Un giorno, il professore associato di ingegneria meccanica, Tariq Khraishi e il suo studente Scott Lovald hanno capito quello che Wagner aveva bisogno. Era veramente un problema d’ingegneria. Wagner in effetti era alla ricerca di piccole e meglio progettate piastre da poter utilizzare in tutta sicurezza, per la scelta dei materiali, e soprattutto con un ottimo studio scientifico alle spalle.

Lovald e Khraishi con l’ausilio del computer, eseguendo semplici esperimenti 3D con un programma di modellazione e simulazione, svilupparono un nuovo prodotto che con i fondi della National Science Foundation è stato commercializzato ricevendo l’approvazione della FDA per la loro nuova piastra e hanno cominciato a cercare un impianto per la fabbricazione delle piastre in prova.

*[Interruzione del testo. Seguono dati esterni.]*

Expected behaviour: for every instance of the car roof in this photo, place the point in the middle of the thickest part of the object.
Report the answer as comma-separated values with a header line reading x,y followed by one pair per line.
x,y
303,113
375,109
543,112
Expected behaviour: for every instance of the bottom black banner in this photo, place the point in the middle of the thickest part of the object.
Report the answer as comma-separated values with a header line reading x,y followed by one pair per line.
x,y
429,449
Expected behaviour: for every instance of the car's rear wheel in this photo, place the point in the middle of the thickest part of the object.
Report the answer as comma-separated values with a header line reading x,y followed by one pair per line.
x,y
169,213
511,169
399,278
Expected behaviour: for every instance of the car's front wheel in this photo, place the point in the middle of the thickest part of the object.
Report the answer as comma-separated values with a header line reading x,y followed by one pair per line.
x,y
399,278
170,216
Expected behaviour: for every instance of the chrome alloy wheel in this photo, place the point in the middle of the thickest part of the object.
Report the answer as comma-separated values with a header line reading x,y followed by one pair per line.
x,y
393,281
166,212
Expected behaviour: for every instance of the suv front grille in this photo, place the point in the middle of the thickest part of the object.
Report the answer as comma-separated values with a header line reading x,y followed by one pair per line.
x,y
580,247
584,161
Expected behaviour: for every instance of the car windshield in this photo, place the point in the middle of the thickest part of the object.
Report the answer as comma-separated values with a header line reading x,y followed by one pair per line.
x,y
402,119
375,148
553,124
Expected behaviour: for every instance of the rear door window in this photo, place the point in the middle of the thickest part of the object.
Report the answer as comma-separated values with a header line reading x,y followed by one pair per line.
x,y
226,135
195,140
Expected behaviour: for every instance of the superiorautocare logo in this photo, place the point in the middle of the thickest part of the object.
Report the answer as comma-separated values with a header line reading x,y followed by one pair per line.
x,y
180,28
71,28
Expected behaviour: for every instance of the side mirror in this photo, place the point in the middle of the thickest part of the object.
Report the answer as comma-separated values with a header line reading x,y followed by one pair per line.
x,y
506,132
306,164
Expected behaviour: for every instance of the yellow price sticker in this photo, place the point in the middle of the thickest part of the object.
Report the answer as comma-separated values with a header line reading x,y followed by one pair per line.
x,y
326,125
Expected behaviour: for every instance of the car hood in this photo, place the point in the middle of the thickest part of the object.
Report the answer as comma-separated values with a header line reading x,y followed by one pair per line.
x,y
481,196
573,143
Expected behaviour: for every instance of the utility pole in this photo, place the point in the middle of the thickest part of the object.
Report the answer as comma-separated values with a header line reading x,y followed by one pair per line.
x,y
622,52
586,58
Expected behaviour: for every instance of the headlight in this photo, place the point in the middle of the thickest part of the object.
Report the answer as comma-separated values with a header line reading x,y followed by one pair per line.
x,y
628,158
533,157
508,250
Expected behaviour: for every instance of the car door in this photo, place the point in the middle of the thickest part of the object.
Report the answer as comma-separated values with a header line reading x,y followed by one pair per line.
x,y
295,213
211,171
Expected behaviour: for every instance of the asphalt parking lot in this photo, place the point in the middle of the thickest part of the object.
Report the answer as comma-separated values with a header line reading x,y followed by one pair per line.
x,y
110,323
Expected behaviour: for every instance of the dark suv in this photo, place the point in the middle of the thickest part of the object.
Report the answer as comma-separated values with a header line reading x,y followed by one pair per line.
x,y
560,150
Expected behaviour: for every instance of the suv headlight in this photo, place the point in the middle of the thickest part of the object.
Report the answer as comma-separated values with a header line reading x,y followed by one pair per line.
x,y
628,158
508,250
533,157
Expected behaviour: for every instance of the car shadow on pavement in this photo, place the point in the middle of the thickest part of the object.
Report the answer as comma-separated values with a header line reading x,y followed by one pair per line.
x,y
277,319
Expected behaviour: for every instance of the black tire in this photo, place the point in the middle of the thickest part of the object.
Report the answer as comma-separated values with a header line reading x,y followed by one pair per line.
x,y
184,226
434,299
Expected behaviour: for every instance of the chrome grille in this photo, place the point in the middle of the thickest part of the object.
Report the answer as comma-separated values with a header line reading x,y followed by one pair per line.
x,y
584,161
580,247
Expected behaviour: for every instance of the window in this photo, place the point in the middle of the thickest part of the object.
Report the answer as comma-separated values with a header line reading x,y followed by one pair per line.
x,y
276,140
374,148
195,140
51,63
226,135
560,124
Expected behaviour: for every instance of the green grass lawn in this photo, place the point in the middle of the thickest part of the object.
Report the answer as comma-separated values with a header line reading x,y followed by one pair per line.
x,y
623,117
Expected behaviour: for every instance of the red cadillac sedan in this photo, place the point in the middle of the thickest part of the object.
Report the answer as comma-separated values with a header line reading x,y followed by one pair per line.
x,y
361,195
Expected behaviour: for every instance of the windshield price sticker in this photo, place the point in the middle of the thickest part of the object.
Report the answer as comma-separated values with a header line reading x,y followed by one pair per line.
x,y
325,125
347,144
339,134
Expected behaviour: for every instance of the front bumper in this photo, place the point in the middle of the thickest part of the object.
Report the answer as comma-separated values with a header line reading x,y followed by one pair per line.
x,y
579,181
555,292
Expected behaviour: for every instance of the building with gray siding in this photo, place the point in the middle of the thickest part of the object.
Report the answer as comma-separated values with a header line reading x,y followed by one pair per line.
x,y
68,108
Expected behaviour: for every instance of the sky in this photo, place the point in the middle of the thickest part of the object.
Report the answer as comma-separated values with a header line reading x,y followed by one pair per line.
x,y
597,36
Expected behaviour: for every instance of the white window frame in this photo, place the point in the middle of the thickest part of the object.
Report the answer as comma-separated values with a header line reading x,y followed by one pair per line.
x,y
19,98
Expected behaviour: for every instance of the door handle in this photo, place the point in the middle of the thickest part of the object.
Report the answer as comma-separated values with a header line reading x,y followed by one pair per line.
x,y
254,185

Le nuove piastre sono significativamente più piccole e più leggere rispetto a quelle utilizzate finora in sala operatoria. Lovald e Wagner si stanno preparando per testare le piastre all’UNMH, con la speranza di convincere altri ospedali della zona a provare questi fissatori. Essi inoltre hanno iniziato a scrivere articoli sulla loro collaborazione, per promuovere la loro nuova soluzione.